# Has anyone experienced this? Head/ear zaps/buzz/shock usually when waking up?



## Confusedandtired (Aug 11, 2015)

I'm probably 90% sure that this is a symptom of anxiety, and I know that it can be but I wanted to see if anyone with DP/DR has experienced similar things. Because I've experienced anxiety before DP/DR but only these symptoms with DP/DR.

The symptom is painless, a sort of shock sensation in my head that manifests the most in my ears it seems. Each zap lasts very briefly, only a fraction of a second. I notice it most because my tinnitus (ringing in the ears) is about 10 times louder during each zap. Like I said it's painless and just briefly interrupts thought, which is the only other sign besides the sharp buzz/ring increase in my ears.

I mostly experience them when waking up.

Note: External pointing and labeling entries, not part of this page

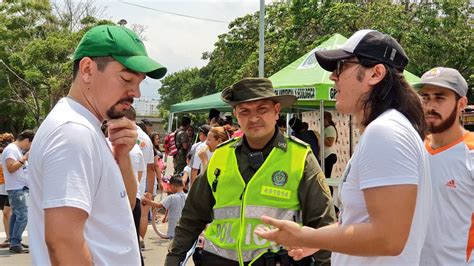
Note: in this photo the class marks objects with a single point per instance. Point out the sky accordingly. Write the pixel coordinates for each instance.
(174, 41)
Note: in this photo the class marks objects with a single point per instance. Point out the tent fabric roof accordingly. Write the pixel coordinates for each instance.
(202, 104)
(304, 72)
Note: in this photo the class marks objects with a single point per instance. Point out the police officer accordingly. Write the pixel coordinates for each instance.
(264, 172)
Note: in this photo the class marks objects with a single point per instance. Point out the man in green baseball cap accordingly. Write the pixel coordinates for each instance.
(77, 175)
(122, 45)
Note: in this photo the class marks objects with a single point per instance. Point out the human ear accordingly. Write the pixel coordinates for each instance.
(377, 74)
(85, 69)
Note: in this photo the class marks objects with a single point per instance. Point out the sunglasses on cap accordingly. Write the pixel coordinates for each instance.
(340, 66)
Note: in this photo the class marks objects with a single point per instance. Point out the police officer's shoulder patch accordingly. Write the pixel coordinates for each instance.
(229, 141)
(297, 140)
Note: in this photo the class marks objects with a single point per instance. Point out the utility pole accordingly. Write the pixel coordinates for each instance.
(261, 50)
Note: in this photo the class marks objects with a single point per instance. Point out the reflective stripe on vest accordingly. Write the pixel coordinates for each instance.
(231, 254)
(271, 191)
(256, 212)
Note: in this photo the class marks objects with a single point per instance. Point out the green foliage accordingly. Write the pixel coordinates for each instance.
(35, 59)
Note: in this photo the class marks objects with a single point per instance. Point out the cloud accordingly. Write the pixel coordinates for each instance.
(175, 41)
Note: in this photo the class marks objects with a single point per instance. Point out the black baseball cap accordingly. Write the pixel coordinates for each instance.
(370, 44)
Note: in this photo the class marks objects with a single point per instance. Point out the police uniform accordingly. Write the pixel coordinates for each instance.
(315, 203)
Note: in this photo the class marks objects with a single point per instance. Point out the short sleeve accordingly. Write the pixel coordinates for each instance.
(391, 156)
(69, 178)
(330, 132)
(10, 154)
(196, 164)
(167, 202)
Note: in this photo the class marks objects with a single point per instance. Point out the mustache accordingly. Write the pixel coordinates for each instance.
(125, 100)
(433, 113)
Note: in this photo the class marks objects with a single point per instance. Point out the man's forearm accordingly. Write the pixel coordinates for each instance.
(66, 253)
(129, 179)
(150, 178)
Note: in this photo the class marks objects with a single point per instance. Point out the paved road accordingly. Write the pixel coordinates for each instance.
(154, 253)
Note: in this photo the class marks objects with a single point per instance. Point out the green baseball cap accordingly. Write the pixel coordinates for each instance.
(121, 44)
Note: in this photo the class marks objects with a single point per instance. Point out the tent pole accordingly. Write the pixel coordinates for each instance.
(261, 50)
(170, 122)
(288, 123)
(321, 134)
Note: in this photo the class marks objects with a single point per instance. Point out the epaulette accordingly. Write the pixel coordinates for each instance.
(297, 140)
(229, 141)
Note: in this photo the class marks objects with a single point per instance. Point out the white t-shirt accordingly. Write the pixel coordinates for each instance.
(197, 162)
(138, 165)
(17, 179)
(330, 132)
(146, 145)
(72, 165)
(390, 152)
(451, 225)
(3, 191)
(174, 203)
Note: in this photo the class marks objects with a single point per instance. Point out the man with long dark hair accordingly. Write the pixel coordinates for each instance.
(450, 147)
(385, 191)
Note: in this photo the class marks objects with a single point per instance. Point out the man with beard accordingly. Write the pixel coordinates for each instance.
(451, 155)
(82, 189)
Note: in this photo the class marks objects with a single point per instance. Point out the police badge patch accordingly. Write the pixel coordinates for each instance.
(279, 178)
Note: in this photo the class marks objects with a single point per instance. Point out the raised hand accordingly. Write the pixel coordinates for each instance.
(122, 136)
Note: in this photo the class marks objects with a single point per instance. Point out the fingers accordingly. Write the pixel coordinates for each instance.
(122, 132)
(271, 221)
(296, 254)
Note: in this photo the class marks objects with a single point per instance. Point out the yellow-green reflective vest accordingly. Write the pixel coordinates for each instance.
(272, 191)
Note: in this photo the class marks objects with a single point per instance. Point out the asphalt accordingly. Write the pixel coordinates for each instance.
(154, 253)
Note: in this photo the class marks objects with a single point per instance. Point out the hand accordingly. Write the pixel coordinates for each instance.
(122, 135)
(282, 232)
(299, 253)
(145, 201)
(148, 195)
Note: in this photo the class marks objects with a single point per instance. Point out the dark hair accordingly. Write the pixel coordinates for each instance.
(130, 114)
(189, 156)
(221, 133)
(392, 92)
(142, 126)
(104, 128)
(281, 122)
(101, 61)
(213, 113)
(26, 134)
(152, 137)
(185, 121)
(328, 116)
(176, 180)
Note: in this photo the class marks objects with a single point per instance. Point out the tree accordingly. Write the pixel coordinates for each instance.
(35, 64)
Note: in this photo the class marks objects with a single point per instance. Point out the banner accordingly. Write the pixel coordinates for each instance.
(300, 93)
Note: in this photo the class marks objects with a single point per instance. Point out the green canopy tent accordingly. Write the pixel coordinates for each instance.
(307, 80)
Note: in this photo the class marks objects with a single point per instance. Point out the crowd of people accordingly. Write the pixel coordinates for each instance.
(253, 194)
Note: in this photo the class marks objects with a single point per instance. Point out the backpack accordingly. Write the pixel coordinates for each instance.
(170, 143)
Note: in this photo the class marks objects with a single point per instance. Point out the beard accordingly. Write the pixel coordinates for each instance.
(113, 113)
(444, 125)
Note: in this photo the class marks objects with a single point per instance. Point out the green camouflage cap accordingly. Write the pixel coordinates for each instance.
(121, 44)
(254, 89)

I went through a period of about two weeks or so when it was a few every morning. Now it seems to be a lot less frequent, maybe one or two a week in the morning.

What's weird is that when I had the panic attack that triggered this I experienced a brain zap about every 10 minutes for maybe 2 hours. Whether I started to panic before or after the zaps is unknown to me. The experience was amplified by weed though, which made everything worse and was the other catalyst of DP/DR for me.

Anyone experience this? I know anxiety sufferer's and people withdrawing from SSRI's can experience this; what about everyone with DP/DR?

I've got OCD so of course I've googled for just about every cause under the sun, anything from tumors to epilepsy. It seems to be related to serotonin imbalances; which is also a cause of OCD.


----------



## asdf1234 (Sep 11, 2015)

I have experienced really bad brain zaps in response to discontinuation of SSRI (most notably paxil/paroxetine). My psychiatrist didn't explain the withdrawal effects of SSRI and it freaked me out the first time it happened. When I brought it up he was like "oh, that's not a withdrawal effect that's a rebound effect" as if it was different and excused him not telling me about it... asshole.

Are you on any medications associated with serotonin levels? Perhaps one that you take in the morning when you wake up, which would explain why they start to go away as the day goes on?


----------



## Confusedandtired (Aug 11, 2015)

asdf1234 said:


> I have experienced really bad brain zaps in response to discontinuation of SSRI (most notably paxil/paroxetine). My psychiatrist didn't explain the withdrawal effects of SSRI and it freaked me out the first time it happened. When I brought it up he was like "oh, that's not a withdrawal effect that's a rebound effect" as if it was different and excused him not telling me about it... asshole.
> 
> Are you on any medications associated with serotonin levels? Perhaps one that you take in the morning when you wake up, which would explain why they start to go away as the day goes on?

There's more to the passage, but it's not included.